Otro tema seleccionado por Lula para su conferencia
fue la seguridad, una promesa de campaña 2018 de Bolsonaro,
y otro fracaso en producir algún cambio o mejora posible.
Para posicionarse en el centro, Lula acepta ocuparse de su
agenda: la batalla estará en quién gestiona mejor, y hay encuestas
que señalan que si un 44% dice que no votaría por Lula, el
56 % repudia a Bolsonaro. Aun cuando todavía no se sabía que
Lula había quedado habilitado para presentarse a las próximas
elecciones, la encuesta IPeC (Instituto de Pesquisas Cananéia)
que O Estado de S.Paulo publicó el sábado, computaba que el
55% de los sondeados podría volver a votar a Lula en 2022,
mientras que sólo el 39% volvería a votar por Bolsonaro. Si
el nuevo centrismo de Lula es una mala noticia para Bolsonaro,
es catastrófica para el Centro preexistente que se llamaba
a sí mismo con ese nombre, como el gobernador de São Paulo,
que se había convertido en líder regional de la oposición.

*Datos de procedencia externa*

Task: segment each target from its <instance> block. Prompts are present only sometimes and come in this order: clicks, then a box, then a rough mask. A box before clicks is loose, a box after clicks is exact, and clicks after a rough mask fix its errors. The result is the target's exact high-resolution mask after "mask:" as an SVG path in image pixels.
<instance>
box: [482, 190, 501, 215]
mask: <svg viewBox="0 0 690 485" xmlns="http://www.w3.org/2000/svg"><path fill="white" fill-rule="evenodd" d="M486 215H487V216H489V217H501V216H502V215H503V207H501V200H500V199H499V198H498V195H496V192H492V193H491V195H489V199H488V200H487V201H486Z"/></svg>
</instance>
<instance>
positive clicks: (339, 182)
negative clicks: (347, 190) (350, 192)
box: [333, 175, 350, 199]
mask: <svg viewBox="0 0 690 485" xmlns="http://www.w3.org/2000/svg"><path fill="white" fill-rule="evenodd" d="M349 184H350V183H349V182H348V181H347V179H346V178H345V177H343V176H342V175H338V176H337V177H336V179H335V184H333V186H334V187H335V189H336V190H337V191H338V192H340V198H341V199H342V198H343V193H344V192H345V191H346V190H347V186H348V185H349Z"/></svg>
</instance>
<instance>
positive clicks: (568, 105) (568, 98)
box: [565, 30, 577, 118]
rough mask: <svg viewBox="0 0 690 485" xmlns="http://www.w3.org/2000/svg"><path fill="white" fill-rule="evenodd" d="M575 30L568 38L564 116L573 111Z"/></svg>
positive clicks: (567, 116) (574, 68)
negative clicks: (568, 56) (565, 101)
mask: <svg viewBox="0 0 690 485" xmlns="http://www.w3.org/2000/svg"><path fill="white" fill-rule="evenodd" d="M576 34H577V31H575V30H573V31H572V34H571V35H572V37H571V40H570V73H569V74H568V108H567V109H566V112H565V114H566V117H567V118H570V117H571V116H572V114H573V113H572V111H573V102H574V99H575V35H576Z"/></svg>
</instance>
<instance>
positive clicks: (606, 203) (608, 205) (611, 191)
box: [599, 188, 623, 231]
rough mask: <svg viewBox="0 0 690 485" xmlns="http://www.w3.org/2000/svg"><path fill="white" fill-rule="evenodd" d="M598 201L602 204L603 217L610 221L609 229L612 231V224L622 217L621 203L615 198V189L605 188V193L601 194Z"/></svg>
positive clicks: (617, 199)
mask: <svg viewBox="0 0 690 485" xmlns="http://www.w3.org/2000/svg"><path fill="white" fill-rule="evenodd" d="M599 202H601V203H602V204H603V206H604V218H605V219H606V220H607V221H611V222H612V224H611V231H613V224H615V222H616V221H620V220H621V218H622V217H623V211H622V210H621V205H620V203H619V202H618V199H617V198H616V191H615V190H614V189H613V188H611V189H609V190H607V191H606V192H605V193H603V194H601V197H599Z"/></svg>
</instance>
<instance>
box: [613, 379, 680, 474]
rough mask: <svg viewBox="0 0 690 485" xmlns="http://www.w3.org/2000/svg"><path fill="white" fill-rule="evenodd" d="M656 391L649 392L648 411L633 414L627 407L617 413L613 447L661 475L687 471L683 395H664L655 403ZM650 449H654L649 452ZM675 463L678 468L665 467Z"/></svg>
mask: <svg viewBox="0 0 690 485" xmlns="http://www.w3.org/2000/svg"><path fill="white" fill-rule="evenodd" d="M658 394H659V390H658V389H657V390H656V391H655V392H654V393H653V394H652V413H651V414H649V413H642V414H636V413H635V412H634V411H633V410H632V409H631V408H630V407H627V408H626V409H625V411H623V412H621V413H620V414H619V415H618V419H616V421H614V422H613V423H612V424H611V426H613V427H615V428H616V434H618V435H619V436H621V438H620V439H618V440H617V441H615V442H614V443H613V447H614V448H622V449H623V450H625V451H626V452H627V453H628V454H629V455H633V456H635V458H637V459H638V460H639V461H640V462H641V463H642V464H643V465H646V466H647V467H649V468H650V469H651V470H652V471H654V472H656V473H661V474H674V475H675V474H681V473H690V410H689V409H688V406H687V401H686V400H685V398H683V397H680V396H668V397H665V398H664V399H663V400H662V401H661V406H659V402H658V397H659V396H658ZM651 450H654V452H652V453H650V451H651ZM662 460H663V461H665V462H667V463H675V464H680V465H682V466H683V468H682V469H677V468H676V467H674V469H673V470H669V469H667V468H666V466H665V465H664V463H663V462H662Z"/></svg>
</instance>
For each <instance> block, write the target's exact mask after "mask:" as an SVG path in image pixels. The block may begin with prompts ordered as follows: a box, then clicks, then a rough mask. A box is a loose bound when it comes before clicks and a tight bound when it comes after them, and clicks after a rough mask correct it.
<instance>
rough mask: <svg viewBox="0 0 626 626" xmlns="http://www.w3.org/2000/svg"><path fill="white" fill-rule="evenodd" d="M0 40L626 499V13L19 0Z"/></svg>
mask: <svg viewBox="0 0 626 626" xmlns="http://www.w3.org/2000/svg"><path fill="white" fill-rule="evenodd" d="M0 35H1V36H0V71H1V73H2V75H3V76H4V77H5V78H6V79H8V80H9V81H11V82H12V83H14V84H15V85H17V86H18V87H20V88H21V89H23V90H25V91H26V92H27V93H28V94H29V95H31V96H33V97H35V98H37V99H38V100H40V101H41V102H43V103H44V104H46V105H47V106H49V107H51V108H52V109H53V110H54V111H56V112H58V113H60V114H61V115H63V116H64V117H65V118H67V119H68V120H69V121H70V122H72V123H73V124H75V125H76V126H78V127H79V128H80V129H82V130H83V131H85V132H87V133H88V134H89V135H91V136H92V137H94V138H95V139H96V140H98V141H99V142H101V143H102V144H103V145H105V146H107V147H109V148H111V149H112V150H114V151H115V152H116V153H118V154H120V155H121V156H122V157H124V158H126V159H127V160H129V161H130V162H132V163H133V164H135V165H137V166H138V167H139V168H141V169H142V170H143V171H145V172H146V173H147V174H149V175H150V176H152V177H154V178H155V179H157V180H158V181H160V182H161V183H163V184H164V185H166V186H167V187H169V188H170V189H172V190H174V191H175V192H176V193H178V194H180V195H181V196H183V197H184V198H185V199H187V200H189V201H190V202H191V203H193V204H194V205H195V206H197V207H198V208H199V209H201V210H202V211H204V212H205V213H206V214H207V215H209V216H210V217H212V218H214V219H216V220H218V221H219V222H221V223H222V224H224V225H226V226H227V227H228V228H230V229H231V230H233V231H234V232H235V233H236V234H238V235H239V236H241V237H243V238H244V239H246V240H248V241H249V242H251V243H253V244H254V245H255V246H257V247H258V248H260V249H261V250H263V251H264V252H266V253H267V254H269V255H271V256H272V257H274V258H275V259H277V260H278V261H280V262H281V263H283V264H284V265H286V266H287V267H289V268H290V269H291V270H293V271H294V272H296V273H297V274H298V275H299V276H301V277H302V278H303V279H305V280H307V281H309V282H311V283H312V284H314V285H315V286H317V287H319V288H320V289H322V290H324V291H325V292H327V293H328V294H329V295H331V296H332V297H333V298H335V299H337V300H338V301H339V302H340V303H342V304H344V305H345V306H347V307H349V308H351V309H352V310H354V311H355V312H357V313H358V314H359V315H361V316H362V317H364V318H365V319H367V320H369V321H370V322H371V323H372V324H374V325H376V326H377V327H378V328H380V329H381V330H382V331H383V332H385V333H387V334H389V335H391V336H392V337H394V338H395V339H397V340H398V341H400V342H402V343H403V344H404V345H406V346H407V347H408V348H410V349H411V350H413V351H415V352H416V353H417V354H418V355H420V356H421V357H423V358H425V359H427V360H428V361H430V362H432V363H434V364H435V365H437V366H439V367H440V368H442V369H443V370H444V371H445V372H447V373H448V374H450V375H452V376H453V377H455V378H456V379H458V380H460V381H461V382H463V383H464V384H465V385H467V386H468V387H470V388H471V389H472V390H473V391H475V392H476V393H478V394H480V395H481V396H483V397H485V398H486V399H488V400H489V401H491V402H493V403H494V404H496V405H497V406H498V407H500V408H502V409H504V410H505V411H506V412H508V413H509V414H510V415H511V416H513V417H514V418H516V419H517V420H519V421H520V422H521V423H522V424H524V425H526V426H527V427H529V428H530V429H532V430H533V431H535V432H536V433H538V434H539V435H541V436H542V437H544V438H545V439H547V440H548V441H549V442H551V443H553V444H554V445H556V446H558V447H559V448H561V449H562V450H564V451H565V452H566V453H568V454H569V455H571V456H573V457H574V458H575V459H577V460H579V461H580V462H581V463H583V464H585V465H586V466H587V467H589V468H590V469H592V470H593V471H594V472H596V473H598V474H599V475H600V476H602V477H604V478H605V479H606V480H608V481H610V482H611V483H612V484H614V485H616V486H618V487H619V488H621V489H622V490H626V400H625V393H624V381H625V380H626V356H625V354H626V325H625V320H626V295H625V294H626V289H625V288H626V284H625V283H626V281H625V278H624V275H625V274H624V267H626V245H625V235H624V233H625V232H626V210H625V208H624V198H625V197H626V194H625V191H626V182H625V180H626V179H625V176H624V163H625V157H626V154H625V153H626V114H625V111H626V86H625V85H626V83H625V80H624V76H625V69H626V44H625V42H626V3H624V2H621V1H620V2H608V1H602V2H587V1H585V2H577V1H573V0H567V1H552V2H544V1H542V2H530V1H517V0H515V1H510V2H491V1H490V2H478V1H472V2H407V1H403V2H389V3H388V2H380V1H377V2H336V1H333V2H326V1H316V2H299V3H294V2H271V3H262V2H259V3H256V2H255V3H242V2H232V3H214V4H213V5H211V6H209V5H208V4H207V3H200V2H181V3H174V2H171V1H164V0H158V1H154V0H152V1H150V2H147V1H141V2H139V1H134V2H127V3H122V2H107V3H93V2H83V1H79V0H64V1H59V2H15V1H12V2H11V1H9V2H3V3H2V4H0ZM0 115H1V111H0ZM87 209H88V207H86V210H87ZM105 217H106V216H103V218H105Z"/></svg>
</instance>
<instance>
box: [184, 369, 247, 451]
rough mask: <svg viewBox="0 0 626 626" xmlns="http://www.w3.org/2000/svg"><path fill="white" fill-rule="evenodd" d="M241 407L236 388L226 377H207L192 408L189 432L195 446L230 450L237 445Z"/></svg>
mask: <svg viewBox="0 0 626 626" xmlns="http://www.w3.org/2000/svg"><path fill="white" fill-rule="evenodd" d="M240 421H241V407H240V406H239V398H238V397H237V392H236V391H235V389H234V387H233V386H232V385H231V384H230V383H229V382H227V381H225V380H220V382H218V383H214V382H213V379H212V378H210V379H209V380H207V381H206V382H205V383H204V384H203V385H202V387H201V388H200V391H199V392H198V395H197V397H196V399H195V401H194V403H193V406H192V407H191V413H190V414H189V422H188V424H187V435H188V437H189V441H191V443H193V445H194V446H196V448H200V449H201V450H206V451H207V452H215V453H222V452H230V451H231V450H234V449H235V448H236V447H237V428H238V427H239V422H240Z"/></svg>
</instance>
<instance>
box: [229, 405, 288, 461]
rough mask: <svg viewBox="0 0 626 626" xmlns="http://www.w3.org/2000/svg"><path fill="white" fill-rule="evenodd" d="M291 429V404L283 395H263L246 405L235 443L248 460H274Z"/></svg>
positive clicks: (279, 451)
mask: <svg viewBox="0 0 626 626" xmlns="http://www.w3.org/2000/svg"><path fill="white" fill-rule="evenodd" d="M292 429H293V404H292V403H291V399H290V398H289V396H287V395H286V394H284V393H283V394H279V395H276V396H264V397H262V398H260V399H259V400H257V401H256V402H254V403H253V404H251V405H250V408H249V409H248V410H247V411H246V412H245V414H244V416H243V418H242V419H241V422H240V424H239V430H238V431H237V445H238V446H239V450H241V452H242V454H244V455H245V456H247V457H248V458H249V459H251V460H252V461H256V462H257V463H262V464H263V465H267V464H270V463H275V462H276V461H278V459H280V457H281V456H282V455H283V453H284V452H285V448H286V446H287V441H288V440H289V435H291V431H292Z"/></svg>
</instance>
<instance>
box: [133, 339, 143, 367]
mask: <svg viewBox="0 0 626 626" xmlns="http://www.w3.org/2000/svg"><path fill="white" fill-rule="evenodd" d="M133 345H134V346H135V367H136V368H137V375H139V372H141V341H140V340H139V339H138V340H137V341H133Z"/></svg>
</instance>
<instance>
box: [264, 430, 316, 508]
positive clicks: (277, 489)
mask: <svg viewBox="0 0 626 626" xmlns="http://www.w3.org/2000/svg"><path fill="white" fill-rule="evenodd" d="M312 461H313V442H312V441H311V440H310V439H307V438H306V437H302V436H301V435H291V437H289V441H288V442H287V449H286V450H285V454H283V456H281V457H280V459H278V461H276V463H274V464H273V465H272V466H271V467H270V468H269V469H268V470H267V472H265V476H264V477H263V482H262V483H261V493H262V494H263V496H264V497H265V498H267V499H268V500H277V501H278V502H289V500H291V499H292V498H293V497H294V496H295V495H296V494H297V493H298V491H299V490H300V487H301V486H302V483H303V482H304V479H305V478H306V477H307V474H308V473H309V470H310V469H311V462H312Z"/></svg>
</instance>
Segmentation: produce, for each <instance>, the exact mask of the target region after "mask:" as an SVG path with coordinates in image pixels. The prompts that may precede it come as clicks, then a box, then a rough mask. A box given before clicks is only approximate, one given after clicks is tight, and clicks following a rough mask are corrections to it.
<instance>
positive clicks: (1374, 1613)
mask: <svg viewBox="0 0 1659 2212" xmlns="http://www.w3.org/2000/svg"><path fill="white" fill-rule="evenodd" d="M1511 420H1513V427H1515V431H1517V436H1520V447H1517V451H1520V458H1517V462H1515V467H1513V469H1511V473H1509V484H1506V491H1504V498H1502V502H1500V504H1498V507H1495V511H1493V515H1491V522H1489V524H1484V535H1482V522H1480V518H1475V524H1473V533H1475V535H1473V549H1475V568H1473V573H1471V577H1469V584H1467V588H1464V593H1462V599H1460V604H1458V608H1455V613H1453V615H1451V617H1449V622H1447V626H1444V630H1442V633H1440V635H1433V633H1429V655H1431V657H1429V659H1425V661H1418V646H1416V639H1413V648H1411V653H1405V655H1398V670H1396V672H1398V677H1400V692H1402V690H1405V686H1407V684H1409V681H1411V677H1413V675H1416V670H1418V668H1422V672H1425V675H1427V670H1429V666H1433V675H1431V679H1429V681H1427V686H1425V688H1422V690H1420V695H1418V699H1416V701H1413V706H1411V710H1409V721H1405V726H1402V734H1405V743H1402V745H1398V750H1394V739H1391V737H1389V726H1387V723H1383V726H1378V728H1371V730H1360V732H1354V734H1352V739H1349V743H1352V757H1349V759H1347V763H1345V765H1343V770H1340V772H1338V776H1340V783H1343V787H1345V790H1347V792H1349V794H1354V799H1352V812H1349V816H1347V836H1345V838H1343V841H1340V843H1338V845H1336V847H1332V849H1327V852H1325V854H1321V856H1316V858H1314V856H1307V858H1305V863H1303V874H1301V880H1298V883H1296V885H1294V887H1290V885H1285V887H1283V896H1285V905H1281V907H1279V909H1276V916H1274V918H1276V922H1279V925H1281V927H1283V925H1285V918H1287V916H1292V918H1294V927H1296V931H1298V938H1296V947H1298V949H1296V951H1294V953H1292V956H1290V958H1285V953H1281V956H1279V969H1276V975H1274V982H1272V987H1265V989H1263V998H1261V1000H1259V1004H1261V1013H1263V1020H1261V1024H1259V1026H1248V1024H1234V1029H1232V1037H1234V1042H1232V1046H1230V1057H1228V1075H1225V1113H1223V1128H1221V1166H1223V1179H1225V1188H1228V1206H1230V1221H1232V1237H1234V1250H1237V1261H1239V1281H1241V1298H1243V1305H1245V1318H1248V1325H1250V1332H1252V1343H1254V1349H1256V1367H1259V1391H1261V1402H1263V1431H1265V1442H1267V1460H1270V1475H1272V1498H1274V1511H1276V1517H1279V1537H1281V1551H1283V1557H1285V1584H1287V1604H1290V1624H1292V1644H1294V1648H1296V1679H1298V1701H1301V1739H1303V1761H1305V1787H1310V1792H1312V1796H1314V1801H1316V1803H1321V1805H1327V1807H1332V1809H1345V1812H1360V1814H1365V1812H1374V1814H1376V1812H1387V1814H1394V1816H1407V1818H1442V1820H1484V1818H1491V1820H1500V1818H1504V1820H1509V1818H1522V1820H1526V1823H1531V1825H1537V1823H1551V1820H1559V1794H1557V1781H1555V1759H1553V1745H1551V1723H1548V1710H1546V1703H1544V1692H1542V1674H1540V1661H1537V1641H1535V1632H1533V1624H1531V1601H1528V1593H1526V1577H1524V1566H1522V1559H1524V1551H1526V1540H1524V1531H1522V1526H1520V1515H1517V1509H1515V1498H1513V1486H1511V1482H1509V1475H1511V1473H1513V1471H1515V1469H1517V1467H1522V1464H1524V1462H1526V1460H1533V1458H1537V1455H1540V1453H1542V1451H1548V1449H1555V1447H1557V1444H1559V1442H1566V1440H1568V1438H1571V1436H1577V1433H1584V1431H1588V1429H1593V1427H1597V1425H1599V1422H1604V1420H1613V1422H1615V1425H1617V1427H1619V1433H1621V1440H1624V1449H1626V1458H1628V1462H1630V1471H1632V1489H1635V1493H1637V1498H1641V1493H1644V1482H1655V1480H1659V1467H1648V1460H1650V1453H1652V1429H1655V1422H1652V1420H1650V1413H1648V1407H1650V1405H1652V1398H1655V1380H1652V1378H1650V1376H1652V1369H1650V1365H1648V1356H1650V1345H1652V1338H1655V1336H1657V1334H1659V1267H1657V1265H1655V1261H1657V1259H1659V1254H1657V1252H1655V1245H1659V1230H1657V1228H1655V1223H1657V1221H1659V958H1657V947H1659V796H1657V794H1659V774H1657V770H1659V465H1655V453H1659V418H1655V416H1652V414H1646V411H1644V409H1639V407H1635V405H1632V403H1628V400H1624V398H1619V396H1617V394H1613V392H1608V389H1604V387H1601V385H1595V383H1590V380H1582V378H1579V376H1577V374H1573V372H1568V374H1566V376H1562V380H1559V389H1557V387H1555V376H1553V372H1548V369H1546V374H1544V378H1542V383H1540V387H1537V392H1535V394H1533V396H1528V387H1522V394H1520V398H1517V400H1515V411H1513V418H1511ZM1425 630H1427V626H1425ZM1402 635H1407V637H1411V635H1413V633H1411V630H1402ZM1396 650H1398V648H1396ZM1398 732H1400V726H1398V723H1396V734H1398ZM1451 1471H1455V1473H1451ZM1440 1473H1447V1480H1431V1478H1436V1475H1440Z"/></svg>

João Doria es del Partido de la Social Democracia Brasileña
(PSDB), que gobernó el país por última vez en los dos mandatos
de Fernando Henrique Cardoso, quien fuera sucedido en 2002
por un Lula que había ganado su primera elección presidencial.
Otro centrista con aspiraciones ahora aparentemente esfumadas
es el presentador de televisión y empresario Luciano Huck,
una de las personas más populares de Brasil gracias a un programa
ómnibus de los sábados que dura cuatro horas y lleva veinte
años en antena. Es visto como el candidato de la red Globo.
Sería un rival que gustaría a Bolsonaro o a Lula, quien en
2017 había dicho que nada le gustaría más que competir contra
un adversario que llevaba la camiseta de O Globo.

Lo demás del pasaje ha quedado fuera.